In a respiratory care scenario, this means :
When a patient is admitted and requires oxygen or device-based treatment, everything is recorded as part of the same workflow.
Inventory updates automatically. Billing reflects actual usage. And leadership gets real-time visibility into operations.
This is not just efficiency.
It is operational clarity at scale.
From Equipment Availability to Operational Control
Respiratory care is not the problem.
It’s the lens.
The real issue is how hospitals manage complexity.
Because today, most hospitals have the infrastructure.
What they lack is – a system that connects everything in real time.
And until that changes Hospitals will continue to have equipment but not visibility.
👉If this article felt familiar, then you’re dealing with ICU coordination, inventory mismatches or gaps between operations and billing – remember – this isn’t uncommon.
We’ve worked through these exact challenges with hospitals and documented what actually changes things.

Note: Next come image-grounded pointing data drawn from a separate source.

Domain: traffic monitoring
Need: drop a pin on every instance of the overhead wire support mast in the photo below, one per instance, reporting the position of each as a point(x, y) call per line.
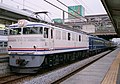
point(61, 9)
point(69, 8)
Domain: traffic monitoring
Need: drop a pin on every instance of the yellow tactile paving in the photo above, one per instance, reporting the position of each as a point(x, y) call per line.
point(111, 76)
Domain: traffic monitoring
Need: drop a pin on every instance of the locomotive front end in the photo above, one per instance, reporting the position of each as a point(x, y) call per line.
point(25, 47)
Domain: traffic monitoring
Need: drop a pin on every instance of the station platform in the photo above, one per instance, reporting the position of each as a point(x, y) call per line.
point(104, 71)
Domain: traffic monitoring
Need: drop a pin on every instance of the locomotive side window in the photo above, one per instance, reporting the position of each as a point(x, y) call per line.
point(41, 30)
point(45, 32)
point(79, 38)
point(63, 35)
point(5, 44)
point(1, 44)
point(68, 36)
point(30, 30)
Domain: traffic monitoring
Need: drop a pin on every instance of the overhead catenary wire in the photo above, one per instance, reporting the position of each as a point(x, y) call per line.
point(61, 9)
point(69, 8)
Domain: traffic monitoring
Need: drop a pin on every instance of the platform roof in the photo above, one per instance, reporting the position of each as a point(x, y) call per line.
point(14, 14)
point(113, 9)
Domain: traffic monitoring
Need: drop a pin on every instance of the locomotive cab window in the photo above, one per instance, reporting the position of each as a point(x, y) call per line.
point(45, 32)
point(15, 31)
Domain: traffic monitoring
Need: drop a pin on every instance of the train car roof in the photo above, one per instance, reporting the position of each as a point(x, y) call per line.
point(56, 25)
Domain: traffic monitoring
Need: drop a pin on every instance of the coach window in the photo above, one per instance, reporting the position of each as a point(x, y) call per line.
point(68, 36)
point(79, 38)
point(45, 32)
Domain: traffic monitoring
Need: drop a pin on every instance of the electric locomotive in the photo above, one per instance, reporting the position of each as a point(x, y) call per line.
point(33, 45)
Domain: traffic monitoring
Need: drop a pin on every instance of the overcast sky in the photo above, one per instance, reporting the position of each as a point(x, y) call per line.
point(92, 7)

Feel free to reach out with our team to get a quick fit gap analysis.
FAQs
1) Why is respiratory care demand increasing globally?
Due to ageing populations, chronic illnesses, environmental factors, and post-infection complications.
2) Why do hospitals struggle despite having equipment?
Because systems are not connected, leading to visibility and coordination gaps.
3) How does this impact hospital performance?
It leads to delays, inefficiencies, and revenue leakage.
4) What is the role of integrated systems?
They connect workflows across departments, improving visibility and accuracy.
5) Why is Odoo relevant in healthcare?
Because it provides a unified platform where all hospital operations can function together.